We can find $g(T)$ such that $f(T)·g(T)=1$ So we have some equations, like $a_0b_0=1$, $a_0b_1+a_1b_0=0$... so I can calculate each $b_i$. So any serie with non-zero constant term is a unit, and $(T)$ is its maximal ideal.
I'm not sure if I can repeat the same argument but now with the serie $f(T)=q(T^{1/r})= a_0+ a_1T^{1/r}+a_2T^{2/r}+...$
At least in the presentations I've seen, $k\{\{T\}\}= \bigcup_n k((T^{1/n}))$ is a union of fields, so is itself a field by definition, and then automatically a local ring.
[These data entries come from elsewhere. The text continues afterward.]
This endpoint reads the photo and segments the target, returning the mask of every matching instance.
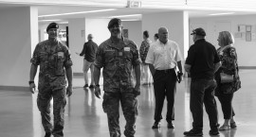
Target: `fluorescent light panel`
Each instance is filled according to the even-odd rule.
[[[209,14],[210,16],[217,16],[217,15],[229,15],[234,14],[235,12],[225,12],[225,13],[214,13],[214,14]]]
[[[134,17],[134,16],[141,16],[141,14],[119,15],[119,16],[111,16],[109,18],[122,18],[122,17]]]
[[[62,20],[39,20],[38,22],[58,22]]]
[[[84,13],[104,12],[104,11],[112,11],[112,10],[116,10],[116,9],[90,10],[90,11],[81,11],[81,12],[69,12],[69,13],[62,13],[62,14],[48,14],[48,15],[41,15],[41,16],[38,16],[38,17],[40,18],[40,17],[72,15],[72,14],[84,14]]]

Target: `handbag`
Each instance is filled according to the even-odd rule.
[[[221,79],[221,83],[230,83],[234,81],[234,76],[227,75],[224,72],[221,72],[220,79]]]

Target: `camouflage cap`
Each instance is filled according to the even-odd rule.
[[[109,21],[107,28],[112,27],[114,25],[121,25],[121,20],[119,18],[113,18]]]
[[[202,27],[198,27],[196,29],[192,30],[192,33],[191,35],[200,35],[200,36],[206,36],[206,31]]]
[[[50,23],[46,28],[46,32],[48,32],[50,28],[59,28],[59,25],[56,23]]]

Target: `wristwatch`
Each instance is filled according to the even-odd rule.
[[[30,85],[30,84],[32,84],[32,83],[35,83],[34,81],[28,81],[28,84]]]

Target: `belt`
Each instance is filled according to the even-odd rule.
[[[172,71],[174,71],[174,69],[167,69],[167,70],[155,70],[155,72],[159,72],[159,73],[170,73]]]

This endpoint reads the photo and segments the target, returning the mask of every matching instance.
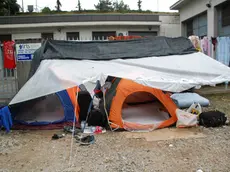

If you're being asked to prove this in the same context as the fact that $k[[T]]$ is local, presumably it is not safe to take this definition as automatic (i.e., maybe you have $k\{\{T\}\}$ defined using some explicit conditions on the powers of $T$ permitted to appear). But now that you know the unique maximal ideal of $k[[T]]$ to be generated by $T$, you should think about the structure of its fraction field $k((T))$ as far as the powers of $T$ that will be appearing (and similarly for the isomorphic situation of $k[[T^{1/n}]]$ with its unique maximal ideal $(T^{1/n})$ and fraction field $k((T^{1/n}))$) and show that the union I've written above really agrees with the definition you've been given.